Dear Statalist.

I have estimated a discrete-time hazard model with a normal unobserved heterogeneity distribution using xtcloglog.
It is a single spell model in which individuals experience the event of interest only once, or are right censored.
The model incorporates both time varying and time invariant covariates.

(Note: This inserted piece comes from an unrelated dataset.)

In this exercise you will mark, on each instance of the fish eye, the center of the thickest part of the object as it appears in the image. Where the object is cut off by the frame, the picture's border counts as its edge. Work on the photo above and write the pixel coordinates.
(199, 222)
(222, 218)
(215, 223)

I have followed the advice and procedures suggested in the excellent lessons provided by Professor Stephen P. Jenkins at https://www.iser.essex.ac.uk/resourc...sis-with-stata
I have organized my data appropriately and estimated the following model:

by id: ge newt = _n ;
ge logt = ln(newt) ;

xtcloglog y x1 x2 x3 x4 x5 x6 logt, i(id) nolog

Now, I want to calculate and graph the predicted hazard for the values of x6 given that the value of x5 == 1 (both are binary variables) over the spell months.
Here, I need to derive predictions assuming that the frailty term is set equal to its mean value.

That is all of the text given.